Once both are in place, wiring it through is a one-line change (we already pass device= to VideoDecoder).

Cloud auth

Same env vars as the frames format:

  • S3AWS_ACCESS_KEY_ID, AWS_SECRET_ACCESS_KEY, AWS_REGION
  • GCSGOOGLE_APPLICATION_CREDENTIALS
  • HF HubHF_TOKEN (or huggingface-cli login)
ds = LeRobotLanceVideoDataset(
    uri="s3://bucket/path/aloha_cups_open.lance",
    meta_root="./aloha_cups_open_meta",
)

Because blob v2 columns aren't materialized into Arrow buffers, the reader only pays a byte-range fetch for the specific mp4 file each access touches — well-suited to remote object stores.

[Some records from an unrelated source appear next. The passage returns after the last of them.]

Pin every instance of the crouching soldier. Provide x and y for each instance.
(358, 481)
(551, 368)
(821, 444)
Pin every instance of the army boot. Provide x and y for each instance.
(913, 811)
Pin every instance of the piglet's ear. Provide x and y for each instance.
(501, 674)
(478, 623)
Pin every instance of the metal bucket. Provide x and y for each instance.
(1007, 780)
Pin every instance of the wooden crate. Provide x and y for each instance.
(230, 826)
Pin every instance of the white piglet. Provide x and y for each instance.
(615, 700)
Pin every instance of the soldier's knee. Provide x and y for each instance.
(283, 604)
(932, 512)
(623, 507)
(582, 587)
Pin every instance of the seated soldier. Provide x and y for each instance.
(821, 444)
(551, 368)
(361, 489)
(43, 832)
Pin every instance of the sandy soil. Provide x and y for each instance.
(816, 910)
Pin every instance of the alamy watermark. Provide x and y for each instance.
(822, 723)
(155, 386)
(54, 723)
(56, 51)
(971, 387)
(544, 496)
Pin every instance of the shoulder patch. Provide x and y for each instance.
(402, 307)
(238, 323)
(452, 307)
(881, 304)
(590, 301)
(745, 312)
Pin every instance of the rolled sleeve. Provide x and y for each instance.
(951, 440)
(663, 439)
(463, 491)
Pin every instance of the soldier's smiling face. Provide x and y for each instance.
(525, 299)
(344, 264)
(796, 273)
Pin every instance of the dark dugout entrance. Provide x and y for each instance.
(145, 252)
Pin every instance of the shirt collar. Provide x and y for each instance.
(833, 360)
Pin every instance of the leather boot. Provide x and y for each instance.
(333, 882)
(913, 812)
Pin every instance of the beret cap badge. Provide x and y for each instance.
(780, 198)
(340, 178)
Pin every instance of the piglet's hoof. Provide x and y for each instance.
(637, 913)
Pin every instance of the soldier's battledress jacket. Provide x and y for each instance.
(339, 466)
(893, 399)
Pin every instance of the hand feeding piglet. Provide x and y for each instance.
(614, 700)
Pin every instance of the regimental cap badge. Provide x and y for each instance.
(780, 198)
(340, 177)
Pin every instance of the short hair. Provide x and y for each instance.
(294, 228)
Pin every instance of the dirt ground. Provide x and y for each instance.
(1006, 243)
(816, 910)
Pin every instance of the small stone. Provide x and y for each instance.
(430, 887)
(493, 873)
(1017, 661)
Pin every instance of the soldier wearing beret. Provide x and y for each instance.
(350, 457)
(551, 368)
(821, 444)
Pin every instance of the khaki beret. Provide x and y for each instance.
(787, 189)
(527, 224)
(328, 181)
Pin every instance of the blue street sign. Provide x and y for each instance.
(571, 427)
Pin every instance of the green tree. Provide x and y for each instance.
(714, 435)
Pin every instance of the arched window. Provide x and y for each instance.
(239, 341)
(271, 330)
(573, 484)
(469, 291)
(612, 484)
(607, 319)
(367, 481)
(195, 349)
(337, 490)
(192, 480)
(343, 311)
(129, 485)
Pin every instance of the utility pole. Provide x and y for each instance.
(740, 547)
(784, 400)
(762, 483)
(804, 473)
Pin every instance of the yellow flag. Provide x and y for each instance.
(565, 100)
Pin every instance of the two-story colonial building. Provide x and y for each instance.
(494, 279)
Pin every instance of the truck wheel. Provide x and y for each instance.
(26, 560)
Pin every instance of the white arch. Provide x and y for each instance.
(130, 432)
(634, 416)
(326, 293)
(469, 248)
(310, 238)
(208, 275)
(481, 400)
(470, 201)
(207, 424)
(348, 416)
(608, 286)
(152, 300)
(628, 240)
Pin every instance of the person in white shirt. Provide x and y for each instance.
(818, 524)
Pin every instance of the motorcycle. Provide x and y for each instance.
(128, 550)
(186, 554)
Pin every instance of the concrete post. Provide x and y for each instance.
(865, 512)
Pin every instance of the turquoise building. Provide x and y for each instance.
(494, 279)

Trade-offs vs the frames format

Frames format Video format
Bit-exact pixels only with --jpeg-quality=100 --jpeg-subsampling=0 (near-bit-exact) always
Disk size 5–25× larger than upstream ~same as upstream
Single-frame throughput fastest (NVJPEG-eligible) slower (torchcodec seek + decode)
delta_timestamps throughput fast ~tied with JPEG-95, faster than upstream
GPU decode NVJPEG (decode_device="auto") needs CUDA-built torchcodec
Cloud-friendly yes, byte-range fetches yes, byte-range fetches

See Benchmarks for measured numbers.